TNF-α, which functions as a proinflammatory cytokine, is greatly involved in the aggravation of BD, particularly the ocular symptoms [39
]. TNF-α and other proinflammatory cytokines are produced by monocytes [39
] and T lymphocytes [40
] in BD uveitis patients, and these inflammatory cytokines are critical for the formation of inflammatory lesions, such as ocular lesions. As shown in the current experiments, infliximab significantly suppressed IFN-γ, IL-6 and IL-17 inflammatory cytokines in addition to TNF-α produced by activated CD4+
T cells from BD patients who have active uveitis. Ocular fluids from BD patients being treated with infliximab did not contain these inflammatory cytokines. These results imply that Th1/Th17 cells, which play a significant role in the immune responses in BD, may disappear in the peripheral lesions including ocular lesions after infliximab therapy.

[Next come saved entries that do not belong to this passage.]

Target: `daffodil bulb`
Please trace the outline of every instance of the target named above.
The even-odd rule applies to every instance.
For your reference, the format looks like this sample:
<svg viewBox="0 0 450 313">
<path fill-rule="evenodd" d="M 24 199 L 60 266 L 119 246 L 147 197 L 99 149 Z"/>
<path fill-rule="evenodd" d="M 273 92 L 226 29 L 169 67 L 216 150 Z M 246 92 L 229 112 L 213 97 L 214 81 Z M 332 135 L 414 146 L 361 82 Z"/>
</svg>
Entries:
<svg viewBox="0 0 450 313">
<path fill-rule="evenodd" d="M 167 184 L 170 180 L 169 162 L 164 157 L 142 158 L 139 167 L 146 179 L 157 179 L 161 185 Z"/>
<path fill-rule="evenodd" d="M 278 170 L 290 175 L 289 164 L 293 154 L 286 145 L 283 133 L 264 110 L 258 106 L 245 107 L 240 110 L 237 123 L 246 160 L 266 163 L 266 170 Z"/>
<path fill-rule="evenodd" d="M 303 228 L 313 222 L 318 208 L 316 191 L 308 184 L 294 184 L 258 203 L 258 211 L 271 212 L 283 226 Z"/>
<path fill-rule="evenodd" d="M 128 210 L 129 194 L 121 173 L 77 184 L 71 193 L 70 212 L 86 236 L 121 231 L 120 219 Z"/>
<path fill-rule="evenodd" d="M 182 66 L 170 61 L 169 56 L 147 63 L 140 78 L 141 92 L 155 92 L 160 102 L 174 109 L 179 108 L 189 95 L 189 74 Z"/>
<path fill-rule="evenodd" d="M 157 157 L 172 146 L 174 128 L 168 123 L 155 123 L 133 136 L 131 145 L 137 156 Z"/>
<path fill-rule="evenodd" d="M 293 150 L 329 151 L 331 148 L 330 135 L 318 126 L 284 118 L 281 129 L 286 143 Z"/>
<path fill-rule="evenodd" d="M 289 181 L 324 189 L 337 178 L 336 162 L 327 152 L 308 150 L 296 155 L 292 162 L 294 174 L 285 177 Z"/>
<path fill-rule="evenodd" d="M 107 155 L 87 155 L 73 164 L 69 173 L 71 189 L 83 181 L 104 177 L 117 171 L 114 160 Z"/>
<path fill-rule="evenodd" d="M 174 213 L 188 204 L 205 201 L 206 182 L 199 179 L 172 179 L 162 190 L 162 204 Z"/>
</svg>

Th17 cells constitute a third subset of effector helper T cells. The effector functions of Th17 cells are distinct from those of Th1 and Th2 cells [23
]. Th17 cells and IL-17 play a critical role in the pathogenic mechanisms of intraocular inflammation in an animal model of human uveitis in BD [28
] as well as human uveitis [26
]. Anti-mouse IL-17-blocking antibodies [42
] as well as anti-TNF-α antibody [33
] suppress intraocular inflammation in experimental uveitis models. In the present study, we showed that fresh intraocular T cells from immunized EAU donors had a large population of IL-17+
cells, suggesting that CD4+
Th17-type T cells may be associated with the pathogenic mechanisms of intraocular inflammation. We also showed that retinal antigen-specific CD4+
T cells from EAU produced large amounts of IL-17 in the presence of retinal peptide. Importantly, retinal antigen-specific CD4+
EAU T cells produced less IL-17 if the T cells were treated with anti-TNF-α blocking antibody. Thus, anti-TNF-α blockade provides protection from intraocular inflammation by Th17-type helper T cells in animal models of BD.
Recently, several investigators reported that active BD was characterized by increased levels of IL-17 as compared to BD in remission or control healthy donors [4
]. Chi et al.
reported that IL-23 mRNA in PBMCs, IL-23 in serum, and IL-17 production in supernatants of PBMCs were all markedly increased in BD patients who have active uveitis [6
]. Significantly upregulated IL-17-producing T cells were also found in BD patients. They concluded that IL-23 and IL-17 are associated with active ocular inflammation in BD patients. Recent genetic surveys including GWAS have identified IL23R-IL12RB2 and IL10 as BD susceptibility loci [7
]. These recent reports suggest that BD including ocular inflammation is predominated by Th1/Th17-type immune responses. Thus, blocking Th17 differentiation may be a very important treatment strategy in BD.